REZENSION LARRY BRENT 3 und 4
Frische Klone und ein muffiges Schloss
Das Hörspiel liefert einige wirklich gruselige Momente und darüber hinaus knallharte Agenten-Action á la 'James Bond'. Entgegen dem ersten Anschein walten im Schloss keine unerklärlichen oder gar übernatürlichen Kräfte, was einmal eine willkommene Abwechslung vom sonstigen Monster-Kreaturen-Mutationen-Motto der Serie ist. Ein chinesischer Forscher beschäftigt sich in der vierten Larry-Brent-Folge 'Die Monster-Maschine' mit genetischen Experimenten, mit deren Hilfe er aus unfreiwilligen Probanten gefährliche Ungetüme klont. Seine Geschöpfe vergreifen sich zunehmend an Unbeteiligten. Um dem Treiben des irren Forschers ein Ende zu bereiten, tarnt sich Larry Brent zunächst selber als Leiche. Wenn man den Zeitpunkt des Erscheinens dieses Romans Anfang der 70er Jahre bedenkt, muss man zugeben, dass Shocker in dieser Story mit der Gentechnik recht frühzeitig ein heißes Eisen anpackt. Dies gelingt ihm jedoch nicht wirklich. Die genetische Gänsehaut bleibt oberflächlich und auf vordergründige Gruseleffekte beschränkt. Leider gleitet das Hörspiel an einigen Stellen beinahe ins Sadistische ab. Etwas weniger Realismus bei der Darstellung der vor Schreck ihre Stimme verloren habenden Chinesin wäre dem Stück sicher nicht abträglich gewesen. Bemerkenswert immerhin der relativ lange Monolog eines Chinesen im O-Ton: Hier hat man bei EUROPA wirklich mit Liebe zum Detail gearbeitet. |
REZENSION LARRY BRENT 5 und 6
Weder Düsseldorf noch Essen
Die Tragik eines aus Leichtsinn ausgelösten Schreckenskarussells wird hier ergänzt durch die spannenden und streckenweise recht humorvoll inszenierten Bemühungen Larry Brents, einer unübersichtlichen und bedrohlichen Situation Herr zu werden. Die Story bedient sich in gekonnter gegenseitiger Ergänzung sowohl des Agenten- als auch des Gruselroman-Genres. Mit ihr setzte Jürgen Grasmück alias Dan Shocker der Stadt Düsseldorf, zu der er anscheinend ein besonders inniges Verhältnis hat, ein Denkmal (bleibt zu hoffen, dass man dies dort zu schätzen weiß ...).

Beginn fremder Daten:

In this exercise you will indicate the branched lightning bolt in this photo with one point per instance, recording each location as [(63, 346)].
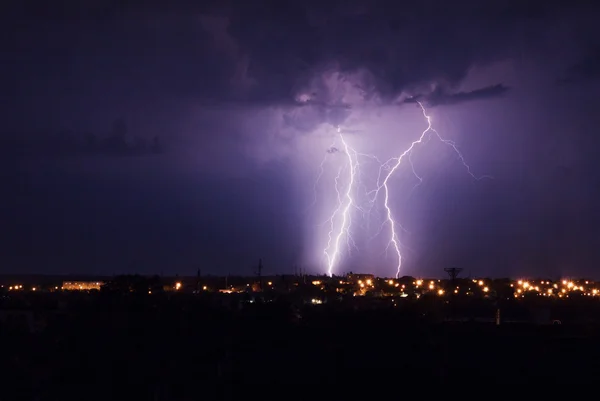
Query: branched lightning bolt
[(346, 201)]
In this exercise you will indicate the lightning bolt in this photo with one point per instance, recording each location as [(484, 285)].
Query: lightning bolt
[(346, 201)]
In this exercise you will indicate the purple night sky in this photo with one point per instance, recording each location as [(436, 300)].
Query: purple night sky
[(170, 138)]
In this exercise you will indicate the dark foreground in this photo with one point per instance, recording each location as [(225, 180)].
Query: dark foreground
[(122, 348)]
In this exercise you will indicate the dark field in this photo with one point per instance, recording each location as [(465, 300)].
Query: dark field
[(128, 348)]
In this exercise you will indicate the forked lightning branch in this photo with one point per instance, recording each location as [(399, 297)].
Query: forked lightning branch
[(339, 223)]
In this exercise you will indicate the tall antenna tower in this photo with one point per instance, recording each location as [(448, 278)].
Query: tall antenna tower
[(259, 273)]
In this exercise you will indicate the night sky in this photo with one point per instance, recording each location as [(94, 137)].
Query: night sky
[(173, 138)]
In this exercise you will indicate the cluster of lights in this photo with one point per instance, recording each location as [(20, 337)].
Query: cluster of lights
[(549, 289)]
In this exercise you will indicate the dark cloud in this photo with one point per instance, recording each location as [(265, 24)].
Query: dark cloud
[(440, 97), (586, 69), (68, 143)]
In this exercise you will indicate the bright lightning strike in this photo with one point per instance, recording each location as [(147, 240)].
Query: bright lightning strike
[(346, 200), (332, 250)]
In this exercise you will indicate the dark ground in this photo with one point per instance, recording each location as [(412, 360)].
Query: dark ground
[(130, 348)]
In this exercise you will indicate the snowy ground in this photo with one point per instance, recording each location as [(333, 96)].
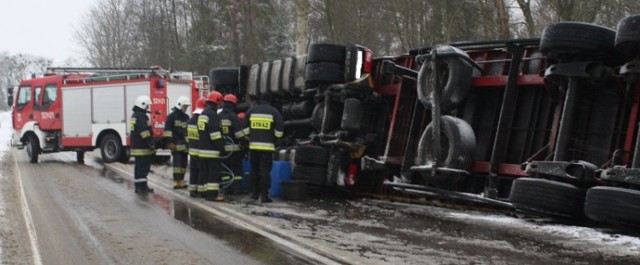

Der vor zwanzig Jahren in London hingerichtete Mörder Derry Cromfield taucht in der sechsten Larry-Brent-Folge 'Im Kabinett des Grauens' plötzlich in einem Flugzeug nach New York auf und tötet den Piloten, der ein Neffe seines Henkers war. Danach schwört er auch der restlichen Verwandtschaft des Vollstreckers blutige Rache. An der Wiederbelebung der Schreckensfigur ist dessen Bruder, der in London ein gutgehendes Wachsfigurenkabinett besitzt, offenbar nicht ganz unbeteiligt. Die turbulente Anfangsszene in der gerade erst aus Essen gestarteten Boeing 707 gehört zu den amüsantesten der Serie. Schrecken und teilweise ironischer Humor liegen auch in dieser Folge wieder einmal eng beieinander. Die Geschehnisse um ein mysteriöses Wachsfigurenkabinett, ein Film-Starlett, zwei Kleinkriminelle und die Nöte einer Henkersfamilie entlassen den Hörer nicht für eine Minute aus ihrem Bann. Das Ganze wird schließlich noch durch die Besetzung des bewährten Horst Frank als wahnsinnig-genialem und unfreiwillig komischem Wissenschaftler abgerundet. |
REZENSION LARRY BRENT 7 und 8
Vegetarische Girls und fleischfressende Raupen
Sehr spannende Geschichte, die genüsslich mit altbewährten Genre-Klischees spielt: Von unterbelichteten aber gutmütigen Totengräbern, einem schusseligen Professor (quiekt munter durch die Gegend: Joachim Wolff, der sich bereits als Professor Bienlein in Tim & Struppi akademische Sprechersporen verdient hat) bis zu einem offenherzigen, naiven und natürlich attraktiven Hippie-Mädchen reicht diesmal die Palette der von Shocker geschickt inszenierten Charaktere.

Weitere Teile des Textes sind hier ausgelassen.